Evaluate the Summation sum from i=1 to 6 of 9i-2

Solution:

Step 1:

Decompose the given summation into two separate summations by distributing the summation operator over the terms within the summation. The original summation $\sum _{i=1}^6(9i-2)$ can be rewritten as $9\sum _{i=1}^{6}i-2\sum _{i=1}^{6}1$.

Step 2:

Calculate the first summation $9\sum _{i=1}^{6}i$.

Step 2.1:

Use the arithmetic series sum formula for a sequence of natural numbers: $\sum _{i=1}^{n}i=\frac{n(n+1)}{2}$.

Step 2.2:

Insert the upper limit of the summation into the formula and include the coefficient: $9\left(\frac{6(6+1)}{2}\right)$.

Step 2.3:

Proceed with the simplification.

Step 2.3.1:

Compute the sum within the parentheses: $9\frac{6\cdot 7}{2}$.

Step 2.3.2:

Perform the multiplication inside the fraction: $9\left(\frac{42}{2}\right)$.

Step 2.3.3:

Divide the fraction: $9\cdot 21$.

Step 2.3.4:

Complete the multiplication: $189$.

Step 3:

Evaluate the second summation $-2\sum _{i=1}^{6}1$.

Step 3.1:

Apply the formula for the sum of a constant term: $\sum _{i=1}^{n}c=cn$.

Step 3.2:

Place the given values into the formula: $(-2)(6)$.

Step 3.3:

Carry out the multiplication: $-12$.

Step 4:

Combine the results from the two summations: $189-12$.

Step 5:

Finalize the calculation by subtracting $12$ from $189$: $177$.

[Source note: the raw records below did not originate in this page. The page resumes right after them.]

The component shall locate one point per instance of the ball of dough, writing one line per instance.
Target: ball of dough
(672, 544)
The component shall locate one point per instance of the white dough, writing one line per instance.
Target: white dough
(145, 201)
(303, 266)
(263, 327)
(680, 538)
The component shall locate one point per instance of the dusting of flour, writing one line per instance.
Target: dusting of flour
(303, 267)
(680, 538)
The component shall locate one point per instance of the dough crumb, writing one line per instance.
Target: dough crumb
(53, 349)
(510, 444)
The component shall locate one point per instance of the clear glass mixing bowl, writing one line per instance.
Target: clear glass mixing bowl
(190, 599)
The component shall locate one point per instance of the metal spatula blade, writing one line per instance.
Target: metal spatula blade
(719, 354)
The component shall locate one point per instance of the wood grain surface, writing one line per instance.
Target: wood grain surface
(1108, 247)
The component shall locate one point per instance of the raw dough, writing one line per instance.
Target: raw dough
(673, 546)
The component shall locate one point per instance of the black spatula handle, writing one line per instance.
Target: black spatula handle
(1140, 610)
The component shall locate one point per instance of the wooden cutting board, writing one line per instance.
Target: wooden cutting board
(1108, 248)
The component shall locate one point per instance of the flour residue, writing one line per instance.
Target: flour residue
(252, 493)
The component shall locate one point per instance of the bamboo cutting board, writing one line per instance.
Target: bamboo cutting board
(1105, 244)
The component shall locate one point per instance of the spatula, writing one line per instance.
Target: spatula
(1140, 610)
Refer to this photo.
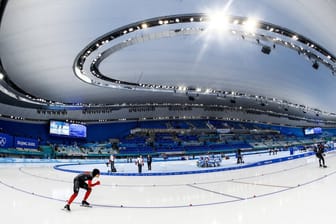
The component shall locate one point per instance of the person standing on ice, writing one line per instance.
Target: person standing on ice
(80, 182)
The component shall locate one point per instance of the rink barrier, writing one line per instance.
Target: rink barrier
(61, 167)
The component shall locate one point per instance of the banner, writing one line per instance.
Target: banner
(6, 141)
(27, 143)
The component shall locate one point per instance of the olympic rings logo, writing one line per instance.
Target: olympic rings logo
(3, 141)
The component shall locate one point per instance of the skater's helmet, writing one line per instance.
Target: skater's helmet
(95, 172)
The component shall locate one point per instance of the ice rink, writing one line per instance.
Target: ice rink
(291, 191)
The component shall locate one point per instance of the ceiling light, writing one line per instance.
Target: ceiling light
(251, 25)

The returned result format is as follows:

Solution:"177"

Knowledge Notes:

• The summation of a sequence of natural numbers from $1$ to $n$ is given by the formula $\sum _{i=1}^{n}i=\frac{n(n+1)}{2}$, which is derived from the properties of an arithmetic series.

• The summation of a constant $c$ over $n$ terms is simply $cn$, as each term in the summation is the same.

• When dealing with summations, it is often useful to break down complex expressions into simpler summations that can be evaluated using known formulas.

• Distributive property of summation allows us to separate a summation of terms into individual summations, which can be handled independently.

• Arithmetic operations within the summation (like addition, subtraction, and multiplication by a constant) can be performed step by step to simplify the expression before applying summation formulas.